Так и открылось вдруг глазам — не тем, что блестят напоказ стыдной, непрошенной слезой, а другим, видящим, но невидимым для слепых ветошников: перрон. Мордвинский перрон. Теснятся ожидающие, голосят кряжистые носильщики, выпячивая казенные бляхи. Бабы варенцом торгуют, пирогами, курами; мальчишки шныряют. Чемоданы, баулы грудами. Оркестр гремит медью. Все как везде. И сходит на тот перрон, легко неся в руке дорожный портплед, молодая женщина — видишь, Княгиня? нет, ты и впрямь видишь?!
«Вытащу, мать! Разобьюсь, холера ясна, а вытащу!.. сыграем еще в четыре руки?!»
Ах, Ленка-Ферт, упрямица ты моя!.. спасибо, что не послушалась, Девятка козырная, свою Даму Бубен. Не за себя спасибо. А Мордвинск — это ведь рядом... это уже рукой подать для законного марьяжа.

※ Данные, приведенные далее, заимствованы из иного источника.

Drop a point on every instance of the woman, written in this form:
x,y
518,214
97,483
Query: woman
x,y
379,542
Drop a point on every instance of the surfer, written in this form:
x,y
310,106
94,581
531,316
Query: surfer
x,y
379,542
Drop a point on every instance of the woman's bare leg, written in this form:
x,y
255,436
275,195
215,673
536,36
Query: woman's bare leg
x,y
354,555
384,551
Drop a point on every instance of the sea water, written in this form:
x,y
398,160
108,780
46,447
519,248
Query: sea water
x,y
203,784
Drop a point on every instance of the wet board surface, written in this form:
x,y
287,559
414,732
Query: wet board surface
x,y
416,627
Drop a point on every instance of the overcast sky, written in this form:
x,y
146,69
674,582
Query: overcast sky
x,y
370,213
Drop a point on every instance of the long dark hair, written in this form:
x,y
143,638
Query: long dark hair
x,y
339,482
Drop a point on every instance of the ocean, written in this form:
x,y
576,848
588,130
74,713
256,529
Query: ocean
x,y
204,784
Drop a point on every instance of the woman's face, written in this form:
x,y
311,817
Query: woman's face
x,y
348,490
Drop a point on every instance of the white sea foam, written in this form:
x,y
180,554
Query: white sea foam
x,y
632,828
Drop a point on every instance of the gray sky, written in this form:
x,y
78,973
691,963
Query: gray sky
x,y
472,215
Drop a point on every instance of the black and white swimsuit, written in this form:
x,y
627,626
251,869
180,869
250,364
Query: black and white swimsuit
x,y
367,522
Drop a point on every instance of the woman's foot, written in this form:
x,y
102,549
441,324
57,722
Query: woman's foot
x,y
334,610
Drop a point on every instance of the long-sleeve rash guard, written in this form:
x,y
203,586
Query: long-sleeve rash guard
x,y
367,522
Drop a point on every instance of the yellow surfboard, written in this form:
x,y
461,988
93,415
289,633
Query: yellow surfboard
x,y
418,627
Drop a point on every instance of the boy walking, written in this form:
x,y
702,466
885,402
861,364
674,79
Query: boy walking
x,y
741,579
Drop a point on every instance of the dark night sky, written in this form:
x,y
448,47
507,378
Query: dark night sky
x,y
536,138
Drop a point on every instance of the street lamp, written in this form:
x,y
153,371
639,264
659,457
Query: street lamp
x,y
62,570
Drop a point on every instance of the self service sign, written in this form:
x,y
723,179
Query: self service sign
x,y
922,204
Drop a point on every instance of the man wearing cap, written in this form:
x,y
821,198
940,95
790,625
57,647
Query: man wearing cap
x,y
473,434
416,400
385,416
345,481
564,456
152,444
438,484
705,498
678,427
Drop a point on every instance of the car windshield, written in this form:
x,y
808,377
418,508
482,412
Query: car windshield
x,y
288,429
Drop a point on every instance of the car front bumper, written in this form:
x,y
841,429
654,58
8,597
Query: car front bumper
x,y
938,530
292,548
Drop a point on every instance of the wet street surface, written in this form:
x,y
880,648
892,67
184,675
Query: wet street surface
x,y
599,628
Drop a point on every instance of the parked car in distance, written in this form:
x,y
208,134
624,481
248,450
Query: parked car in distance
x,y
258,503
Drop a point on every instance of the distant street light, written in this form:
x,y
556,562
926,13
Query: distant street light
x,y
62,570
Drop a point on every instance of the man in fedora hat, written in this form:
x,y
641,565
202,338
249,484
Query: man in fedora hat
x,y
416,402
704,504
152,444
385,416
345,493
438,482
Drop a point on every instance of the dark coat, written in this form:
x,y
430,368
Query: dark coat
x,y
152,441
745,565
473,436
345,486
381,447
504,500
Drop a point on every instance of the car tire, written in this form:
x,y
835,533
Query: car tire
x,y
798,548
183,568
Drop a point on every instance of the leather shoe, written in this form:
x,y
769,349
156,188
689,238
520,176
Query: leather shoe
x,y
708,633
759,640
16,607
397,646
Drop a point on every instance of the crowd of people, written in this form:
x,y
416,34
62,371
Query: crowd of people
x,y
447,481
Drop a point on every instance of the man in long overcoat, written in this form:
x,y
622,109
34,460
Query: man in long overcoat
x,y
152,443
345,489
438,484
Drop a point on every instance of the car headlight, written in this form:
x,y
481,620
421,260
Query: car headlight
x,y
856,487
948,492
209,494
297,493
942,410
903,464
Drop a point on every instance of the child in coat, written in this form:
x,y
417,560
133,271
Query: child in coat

Помнишь, Ленка, какой я была?
А ты сама, Княгиня, ты помнишь?!
Помню.
Такая и есть.
Вскинула голову.
Повела взглядом, рассыпав искры по лужам.
Грязь — в паркет.
Лужи — в восковые потеки.
Прошлась балетной примой, пробуя марьяж.
Свечи! — и сотни канделябров, шандалов, розеток из старого серебра... везде: на замшелых стенах изб-конторянок, в черном зеве лабаза, в кедровнике по левую руку, по верхнему краю бочки с водой!
Есть.
Скрипки! — и клесты на ветках сами себе поразились: куда там курским соловьям, куда там Яшке Хейфецу, венскому кумиру!.. поем, братцы, трепещем горлышком, ведем кантилену всем на зависть!
Марьяж длился.
Оркестр! — и безумная капель рояля бросилась вниз головой с еловых ветвей, чтобы вместо смерти окунуться в совиное уханье контрабаса; гобои пузырями всплыли из неблизкой Шавьей трясины, навстречу гобоям откликнулись солнечные трубы, звонко скользя бликами по верхушкам леса — недоигранный вальс мсье Огюста Бернулли, последнего властителя душ, который насмерть запомнила ты перед каторгой, вступил в свои права.
Время.
Пока марьяж длится.
— Вставай, баро!
Не слышит. Не хочет слышать. Лежит; не лежит — уходит.
— Погоди, баро!
Услышал.
Остановился.
— Вставай, говорю!
Лежит. Не лежит — стоит, ждет. Вот-вот дальше отправится: на последнюю откочевку. Упрямый попался... да только с каких это пор Валет Даму переупрямит?!
— Иди ко мне!
Ну вот, послушался. Идет. Не идет — встает. Сперва тяжко вздрогнув остывшим телом, хрустнув мертвой валежиной; затем — на четвереньки, ткнувшись в грязь кудлатой головой.